Le sclérotinia peut attaquer de nombreuses cultures et touche toutes les zones de production du tournesol. Capable de se conserver pendant de longues années dans le sol sous forme de sclérotes, il constitue un danger permanent pour la culture. Ce champignon est à l’origine de symptômes sur tous les organes de la plante : collet, bouton, feuille/tige et capitule.
Le tournesol ne dispose que de tolérances face à cette maladie et chaque organe a son propre niveau de résistance : ainsi, une même variété peut être sensible aux attaques au collet et peu sensible aux attaques sur capitule.

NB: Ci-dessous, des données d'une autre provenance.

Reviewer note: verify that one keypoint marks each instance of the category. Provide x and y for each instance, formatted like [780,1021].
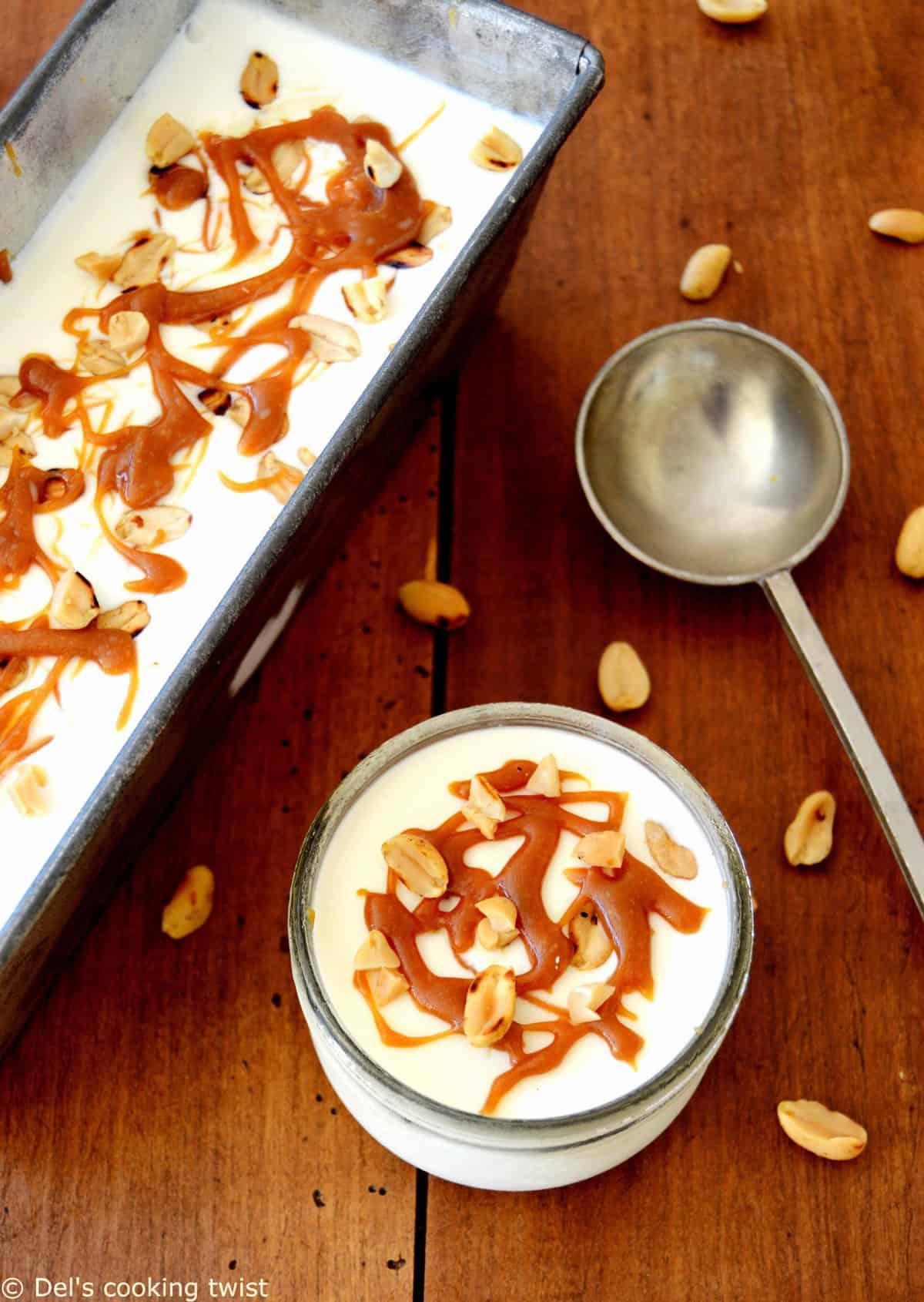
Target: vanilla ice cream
[688,966]
[432,129]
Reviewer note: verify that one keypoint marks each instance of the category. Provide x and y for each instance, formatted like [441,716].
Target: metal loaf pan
[54,122]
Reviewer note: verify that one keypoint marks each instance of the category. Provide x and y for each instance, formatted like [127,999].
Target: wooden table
[164,1113]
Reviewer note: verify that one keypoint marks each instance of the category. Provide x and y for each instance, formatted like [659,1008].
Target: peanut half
[437,219]
[490,1005]
[386,986]
[167,141]
[375,952]
[601,849]
[367,298]
[584,1000]
[259,79]
[546,779]
[825,1133]
[437,605]
[380,167]
[152,526]
[905,224]
[733,11]
[810,836]
[331,340]
[496,151]
[26,790]
[622,677]
[145,260]
[190,905]
[592,943]
[705,273]
[910,545]
[499,926]
[98,357]
[73,602]
[677,861]
[418,864]
[484,807]
[102,266]
[128,331]
[130,617]
[281,478]
[286,159]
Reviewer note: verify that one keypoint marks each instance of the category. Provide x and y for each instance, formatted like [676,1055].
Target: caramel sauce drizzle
[622,904]
[357,228]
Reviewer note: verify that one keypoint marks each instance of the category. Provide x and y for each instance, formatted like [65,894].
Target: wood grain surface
[160,1115]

Il n’existe aucun moyen de lutte fongicide contre ces différentes formes d’attaque. Les attaques sur capitule sont souvent les plus dommageables et les pertes de rendement peuvent atteindre 50 %.
Sclérotinia sur capitule
Origine et symptômes
Les attaques sur capitule ont lieu pendant la floraison à l’occasion de périodes pluvieuses. Le champignon envahit peu à peu le tissu spongieux, provoquant l’apparition de taches de pourriture molle beige clair au dos du capitule. Le champignon colonise ensuite tout le capitule et un abondant mycélium blanc apparaît sur sa face fleurie. Ce mycélium sera à l’origine de la formation d’une grille de sclérotes entourant les graines. Le capitule est alors complètement détruit. Les graines et les sclérotes tombant au sol, seul subsiste un « balai de sorcière ». Cette évolution est très dépendante de la pluviosité de fin de cycle et est à l’origine des pertes de récolte les plus importantes en France.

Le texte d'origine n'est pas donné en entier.